How to update a multichracter delimited field in a file in bash?-CodePudding

I'm trying to match a certain field and update its data from a file delimited with multiple characters. I'm using this to create an imitation of SQL's UPDATE. This is part of a bigger project to create a mini DBMS with bash.

What I tried:

sed "s/\^\_\^/:/g" $file_path | cut -d: -f1 | grep -nw SAR | sed "s/\^\_\^/:/g" | cut -d: -f2 | sed -i "s/$match/$update/g"

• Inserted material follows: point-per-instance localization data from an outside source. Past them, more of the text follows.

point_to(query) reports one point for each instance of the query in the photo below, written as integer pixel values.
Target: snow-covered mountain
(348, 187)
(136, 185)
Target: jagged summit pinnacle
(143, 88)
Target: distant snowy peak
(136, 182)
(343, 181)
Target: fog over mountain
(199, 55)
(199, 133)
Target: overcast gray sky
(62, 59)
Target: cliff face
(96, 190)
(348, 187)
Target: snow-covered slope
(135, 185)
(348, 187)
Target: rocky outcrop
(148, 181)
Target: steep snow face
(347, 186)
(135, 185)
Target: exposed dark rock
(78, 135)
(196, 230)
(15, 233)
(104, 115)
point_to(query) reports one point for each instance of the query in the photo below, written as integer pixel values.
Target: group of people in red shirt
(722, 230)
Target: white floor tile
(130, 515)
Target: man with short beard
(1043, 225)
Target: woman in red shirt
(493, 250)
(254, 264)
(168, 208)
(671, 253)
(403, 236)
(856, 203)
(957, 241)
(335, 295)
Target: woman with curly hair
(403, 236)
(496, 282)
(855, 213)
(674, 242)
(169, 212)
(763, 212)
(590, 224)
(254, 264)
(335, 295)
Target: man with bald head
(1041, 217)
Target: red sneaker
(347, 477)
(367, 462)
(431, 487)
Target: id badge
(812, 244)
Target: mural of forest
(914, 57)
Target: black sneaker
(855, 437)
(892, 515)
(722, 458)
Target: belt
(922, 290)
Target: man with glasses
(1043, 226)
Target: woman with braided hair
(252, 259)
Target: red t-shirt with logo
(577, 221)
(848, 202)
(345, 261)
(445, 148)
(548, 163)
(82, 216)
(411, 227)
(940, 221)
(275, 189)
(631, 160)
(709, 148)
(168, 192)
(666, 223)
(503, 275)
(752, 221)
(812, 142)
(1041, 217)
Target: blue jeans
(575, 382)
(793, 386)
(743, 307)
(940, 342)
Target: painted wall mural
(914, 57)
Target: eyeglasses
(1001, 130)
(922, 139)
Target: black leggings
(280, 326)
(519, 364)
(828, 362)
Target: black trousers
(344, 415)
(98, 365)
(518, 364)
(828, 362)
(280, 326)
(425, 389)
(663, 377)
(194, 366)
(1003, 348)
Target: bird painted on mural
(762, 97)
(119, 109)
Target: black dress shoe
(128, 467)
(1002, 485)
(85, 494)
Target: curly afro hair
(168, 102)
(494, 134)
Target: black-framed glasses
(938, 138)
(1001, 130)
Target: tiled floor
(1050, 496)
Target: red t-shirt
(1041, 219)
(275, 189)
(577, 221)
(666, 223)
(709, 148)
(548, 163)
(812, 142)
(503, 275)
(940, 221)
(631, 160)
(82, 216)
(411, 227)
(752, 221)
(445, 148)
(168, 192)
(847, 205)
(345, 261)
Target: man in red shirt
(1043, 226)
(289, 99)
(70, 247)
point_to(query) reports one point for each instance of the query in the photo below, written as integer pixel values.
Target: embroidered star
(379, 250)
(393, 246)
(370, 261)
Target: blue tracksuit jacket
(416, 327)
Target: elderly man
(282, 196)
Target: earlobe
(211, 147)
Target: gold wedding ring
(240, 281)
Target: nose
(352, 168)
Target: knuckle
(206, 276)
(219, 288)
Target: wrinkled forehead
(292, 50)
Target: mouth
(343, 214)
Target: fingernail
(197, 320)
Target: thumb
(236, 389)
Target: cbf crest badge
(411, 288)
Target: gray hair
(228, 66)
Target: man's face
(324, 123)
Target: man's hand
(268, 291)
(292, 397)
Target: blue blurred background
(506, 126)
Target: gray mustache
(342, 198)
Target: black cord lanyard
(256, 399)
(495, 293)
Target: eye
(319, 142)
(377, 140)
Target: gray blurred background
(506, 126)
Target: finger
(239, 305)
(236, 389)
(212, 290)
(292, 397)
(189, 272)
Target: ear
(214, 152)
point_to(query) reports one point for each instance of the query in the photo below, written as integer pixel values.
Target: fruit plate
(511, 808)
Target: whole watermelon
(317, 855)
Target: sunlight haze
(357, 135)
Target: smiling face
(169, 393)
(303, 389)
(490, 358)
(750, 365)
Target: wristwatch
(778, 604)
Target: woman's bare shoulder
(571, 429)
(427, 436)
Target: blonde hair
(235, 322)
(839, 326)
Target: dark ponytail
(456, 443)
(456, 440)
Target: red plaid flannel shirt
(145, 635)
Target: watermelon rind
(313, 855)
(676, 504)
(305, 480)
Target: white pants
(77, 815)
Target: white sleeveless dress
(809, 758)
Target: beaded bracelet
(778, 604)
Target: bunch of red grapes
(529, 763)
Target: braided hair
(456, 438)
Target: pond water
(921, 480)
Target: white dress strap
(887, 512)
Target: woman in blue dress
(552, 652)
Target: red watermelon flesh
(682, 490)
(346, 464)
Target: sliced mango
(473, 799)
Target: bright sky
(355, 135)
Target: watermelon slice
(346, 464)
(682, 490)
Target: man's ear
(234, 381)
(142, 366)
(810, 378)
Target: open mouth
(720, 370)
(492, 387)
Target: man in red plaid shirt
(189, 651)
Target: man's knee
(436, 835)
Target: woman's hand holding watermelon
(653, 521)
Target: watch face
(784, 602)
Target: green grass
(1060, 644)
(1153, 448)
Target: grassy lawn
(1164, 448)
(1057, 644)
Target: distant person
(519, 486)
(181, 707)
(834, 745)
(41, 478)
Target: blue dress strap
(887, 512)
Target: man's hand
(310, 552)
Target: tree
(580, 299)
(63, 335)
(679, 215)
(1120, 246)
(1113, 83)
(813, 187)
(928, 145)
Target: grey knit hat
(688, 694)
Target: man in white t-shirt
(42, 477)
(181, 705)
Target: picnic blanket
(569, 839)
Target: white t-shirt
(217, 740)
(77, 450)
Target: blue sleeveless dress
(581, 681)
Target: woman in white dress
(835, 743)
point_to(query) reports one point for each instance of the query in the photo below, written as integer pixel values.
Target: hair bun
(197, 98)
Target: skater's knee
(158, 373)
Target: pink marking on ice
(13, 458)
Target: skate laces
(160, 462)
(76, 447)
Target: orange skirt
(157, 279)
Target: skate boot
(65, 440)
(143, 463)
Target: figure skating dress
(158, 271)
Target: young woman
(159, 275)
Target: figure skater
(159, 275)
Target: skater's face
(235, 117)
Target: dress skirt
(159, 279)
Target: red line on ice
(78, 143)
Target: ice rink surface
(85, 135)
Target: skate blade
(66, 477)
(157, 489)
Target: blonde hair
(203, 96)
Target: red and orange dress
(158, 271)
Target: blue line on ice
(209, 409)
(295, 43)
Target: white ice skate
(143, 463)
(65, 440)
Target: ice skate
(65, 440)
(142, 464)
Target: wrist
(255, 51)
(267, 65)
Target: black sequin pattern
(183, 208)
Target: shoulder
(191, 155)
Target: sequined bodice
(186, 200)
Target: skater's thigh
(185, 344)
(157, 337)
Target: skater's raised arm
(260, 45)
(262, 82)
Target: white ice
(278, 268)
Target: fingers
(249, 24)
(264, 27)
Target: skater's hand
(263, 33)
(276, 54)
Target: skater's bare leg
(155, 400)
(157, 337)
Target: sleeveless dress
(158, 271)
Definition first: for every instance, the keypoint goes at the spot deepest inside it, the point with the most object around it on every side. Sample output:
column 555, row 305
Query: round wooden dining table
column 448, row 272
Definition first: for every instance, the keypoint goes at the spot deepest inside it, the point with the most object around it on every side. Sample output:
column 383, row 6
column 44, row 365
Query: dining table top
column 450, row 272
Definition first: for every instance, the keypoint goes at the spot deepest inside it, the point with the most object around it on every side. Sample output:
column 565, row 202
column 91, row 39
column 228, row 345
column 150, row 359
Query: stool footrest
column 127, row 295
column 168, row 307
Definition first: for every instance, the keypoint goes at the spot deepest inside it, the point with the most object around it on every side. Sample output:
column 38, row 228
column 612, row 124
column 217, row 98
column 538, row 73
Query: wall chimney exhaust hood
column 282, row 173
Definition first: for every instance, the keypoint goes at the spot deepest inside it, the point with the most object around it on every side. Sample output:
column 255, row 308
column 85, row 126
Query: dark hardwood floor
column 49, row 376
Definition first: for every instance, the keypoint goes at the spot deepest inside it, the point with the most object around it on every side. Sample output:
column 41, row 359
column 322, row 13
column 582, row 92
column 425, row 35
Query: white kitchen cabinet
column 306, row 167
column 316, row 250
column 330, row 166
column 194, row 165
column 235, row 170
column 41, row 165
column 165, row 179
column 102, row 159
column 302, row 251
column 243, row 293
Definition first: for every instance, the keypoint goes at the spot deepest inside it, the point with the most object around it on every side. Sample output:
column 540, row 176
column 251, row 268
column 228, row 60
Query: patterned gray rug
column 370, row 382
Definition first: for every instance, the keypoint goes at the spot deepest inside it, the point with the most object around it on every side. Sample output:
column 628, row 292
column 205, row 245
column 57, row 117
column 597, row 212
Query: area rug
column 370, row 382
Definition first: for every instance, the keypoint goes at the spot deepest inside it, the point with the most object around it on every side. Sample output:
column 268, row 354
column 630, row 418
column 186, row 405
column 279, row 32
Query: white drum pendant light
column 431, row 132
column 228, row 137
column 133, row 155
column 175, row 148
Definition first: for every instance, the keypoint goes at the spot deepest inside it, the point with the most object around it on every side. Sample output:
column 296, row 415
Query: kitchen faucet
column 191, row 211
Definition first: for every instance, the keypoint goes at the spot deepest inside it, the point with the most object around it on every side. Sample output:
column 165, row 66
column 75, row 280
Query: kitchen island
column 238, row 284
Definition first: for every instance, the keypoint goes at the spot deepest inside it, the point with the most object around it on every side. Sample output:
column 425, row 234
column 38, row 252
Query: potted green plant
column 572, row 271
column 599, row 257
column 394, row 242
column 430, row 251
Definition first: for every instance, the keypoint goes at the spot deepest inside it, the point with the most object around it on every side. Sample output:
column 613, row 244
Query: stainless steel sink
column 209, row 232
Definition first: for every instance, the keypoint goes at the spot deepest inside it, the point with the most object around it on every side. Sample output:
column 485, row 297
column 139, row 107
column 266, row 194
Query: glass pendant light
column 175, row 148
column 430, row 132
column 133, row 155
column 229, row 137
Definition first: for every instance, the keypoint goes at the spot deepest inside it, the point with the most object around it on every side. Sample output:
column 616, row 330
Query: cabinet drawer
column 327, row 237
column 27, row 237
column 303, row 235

My issue is I am unable to use sed -i to update only these specific columns found as you can't pipe into it.

The delimiter being used is : ^_^

Example of data file:

'EGP'^_^'Egypt'
'SAR'^_^'Europe'
'SAR'^_^'Europe'
'SAR'^_^'Europe'
'SAR'^_^'Europe'
'Europe'^_^'SAR'
'SAR'^_^'Europe'
'MYR'^_^'Malaysia'
'MYR'^_^'Malasia'

my $match can be SAR for example and $update would be USD

Expected change to data file

'EGP'^_^'Egypt'
'USD'^_^'Europe'
'USD'^_^'Europe'
'USD'^_^'Europe'
'USD'^_^'Europe'
'Europe'^_^'SAR'
'USD'^_^'Europe'
'MYR'^_^'Malaysia'
'MYR'^_^'Malasia'

If there is a different approach that is better, that is also welcome as I am fairly new to bash scripting.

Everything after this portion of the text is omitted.